What was discovered showed that she had formed a relationship with 31 years old James Camb, a First Class deck steward. He initially denied any form of contact but then, following proof that his palmprint had been found on the inside of her cabin door, admitted Gay Gibson had died while they were in bed together.
He had panicked and managed to thrust her body through her cabin’s porthole which was why she was never to be seen again. Whether she was dead was impossible to establish but in evidence at the trial of James Camb, which attracted national newspaper headlines, he claimed she had gone rigid and was frothing at the mouth and blood had come from her nose. Such characteristics are seen if someone has been strangled.

Some actors had witnessed similar medical episodes during rehearsals in Cape Town when Gay Gibson had fainted, going rigid, frothing at the mouth and her lips turning blue. Crucially, all did not travel from South Africa for the trial. One was Doreen Mantle, who became well known as the character Mrs Warboys in the television series One Foot in the Grave. She shared a dressing room with Gay Gibson in the weeks prior to the sailing and witnessed similar medical episodes but was persuaded by her father not to get involved with the case. In contradictory evidence, believed by the jury, her mother claimed she was a well brought up English young woman without any known medical conditions. And yet her fellow actors knew that she was a party girl and there was some suspicion that she was pregnant.

At the Hampshire Assizes, held in the Great Hall, Winchester, the jury took only forty minutes to find James Camb guilty of her murder and he was duly sentenced to hang. He avoided capital punishment because a no-hanging bill was being discussed by parliament. His sentence was commuted to life imprisonment.
Reacting to the news, Prime Minister Winston Churchill said; “The House of Commons, by its vote, saved the life of the brutal lascivious murderer who thrust the poor girl he had raped and assaulted through a porthole of the ship to the sharks.”
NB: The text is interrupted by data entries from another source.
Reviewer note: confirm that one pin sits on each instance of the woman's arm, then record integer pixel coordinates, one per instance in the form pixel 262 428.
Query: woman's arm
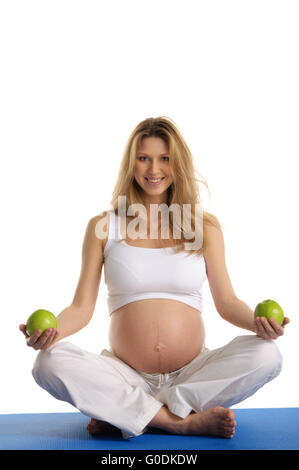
pixel 228 305
pixel 79 313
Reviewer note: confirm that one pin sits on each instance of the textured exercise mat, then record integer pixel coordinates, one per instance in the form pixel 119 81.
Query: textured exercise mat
pixel 257 429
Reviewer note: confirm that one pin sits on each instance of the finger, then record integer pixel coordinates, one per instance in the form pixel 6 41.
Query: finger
pixel 22 328
pixel 260 329
pixel 32 340
pixel 49 340
pixel 268 328
pixel 42 340
pixel 276 326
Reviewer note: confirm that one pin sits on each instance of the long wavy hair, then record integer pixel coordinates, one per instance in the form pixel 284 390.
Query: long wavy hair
pixel 183 190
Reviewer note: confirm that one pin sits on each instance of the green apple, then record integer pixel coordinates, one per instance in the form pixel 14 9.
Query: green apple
pixel 40 320
pixel 269 309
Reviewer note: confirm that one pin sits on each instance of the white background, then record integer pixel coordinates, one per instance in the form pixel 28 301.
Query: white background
pixel 76 78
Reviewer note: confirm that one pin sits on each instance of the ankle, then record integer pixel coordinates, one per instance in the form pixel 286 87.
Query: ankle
pixel 168 421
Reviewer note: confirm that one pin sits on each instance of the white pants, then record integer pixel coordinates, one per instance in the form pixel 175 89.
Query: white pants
pixel 103 387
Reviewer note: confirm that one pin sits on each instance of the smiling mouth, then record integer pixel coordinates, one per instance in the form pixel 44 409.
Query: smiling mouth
pixel 154 183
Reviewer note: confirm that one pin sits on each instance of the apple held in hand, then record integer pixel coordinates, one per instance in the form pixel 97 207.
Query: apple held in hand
pixel 40 320
pixel 269 309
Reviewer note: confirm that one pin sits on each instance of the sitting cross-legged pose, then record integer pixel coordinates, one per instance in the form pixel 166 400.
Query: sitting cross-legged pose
pixel 158 371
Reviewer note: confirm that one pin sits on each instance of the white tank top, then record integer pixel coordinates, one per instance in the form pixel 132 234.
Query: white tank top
pixel 134 273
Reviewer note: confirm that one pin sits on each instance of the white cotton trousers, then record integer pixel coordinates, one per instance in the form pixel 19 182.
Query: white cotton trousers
pixel 104 387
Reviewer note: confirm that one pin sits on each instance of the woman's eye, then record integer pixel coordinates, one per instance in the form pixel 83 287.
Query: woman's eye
pixel 140 158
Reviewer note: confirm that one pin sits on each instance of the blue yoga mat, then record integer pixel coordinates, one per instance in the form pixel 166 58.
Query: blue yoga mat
pixel 257 429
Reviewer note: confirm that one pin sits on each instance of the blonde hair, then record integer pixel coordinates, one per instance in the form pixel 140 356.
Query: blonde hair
pixel 183 190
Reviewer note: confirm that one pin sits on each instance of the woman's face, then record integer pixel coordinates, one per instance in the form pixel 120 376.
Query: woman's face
pixel 152 163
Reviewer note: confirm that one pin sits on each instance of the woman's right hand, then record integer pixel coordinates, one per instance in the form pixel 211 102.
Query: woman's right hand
pixel 40 340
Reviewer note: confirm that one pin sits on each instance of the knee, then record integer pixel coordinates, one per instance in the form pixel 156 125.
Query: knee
pixel 47 363
pixel 267 356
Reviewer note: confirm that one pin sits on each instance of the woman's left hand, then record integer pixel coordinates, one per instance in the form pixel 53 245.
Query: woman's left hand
pixel 269 329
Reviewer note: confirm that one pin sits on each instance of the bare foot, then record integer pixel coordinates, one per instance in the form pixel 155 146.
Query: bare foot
pixel 217 421
pixel 96 427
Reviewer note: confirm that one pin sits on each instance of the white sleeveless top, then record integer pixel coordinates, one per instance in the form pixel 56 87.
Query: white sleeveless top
pixel 134 273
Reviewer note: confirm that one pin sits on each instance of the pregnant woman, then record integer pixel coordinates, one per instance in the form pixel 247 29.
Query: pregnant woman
pixel 158 371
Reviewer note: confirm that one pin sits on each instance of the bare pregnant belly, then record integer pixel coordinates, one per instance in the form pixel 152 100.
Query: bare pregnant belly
pixel 156 335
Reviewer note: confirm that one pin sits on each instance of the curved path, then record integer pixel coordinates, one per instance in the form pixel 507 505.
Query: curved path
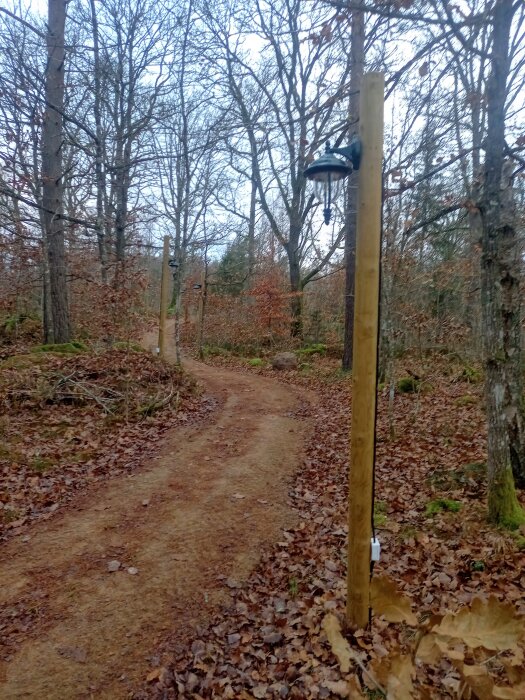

What emerged was that James Camb had tried to become involved with a sixteen and eighteen-year old girls on the same voyage but this was not used at the trial as this was before Gay Gibson vanished.
James Camb was released from prison in 1959 but was later convicted of other sexual offences and spent his remaining years behind bars. He died in 1979 still protesting his innocence about Gay Gibson’s death.
The audience were left to come to their own conclusions about the case. But the charge could have been one of manslaughter rather than murder if the true medical condition was able to be established that Gay Gibson died from natural causes. But without the body there could be no autopsy to establish the actual cause of death.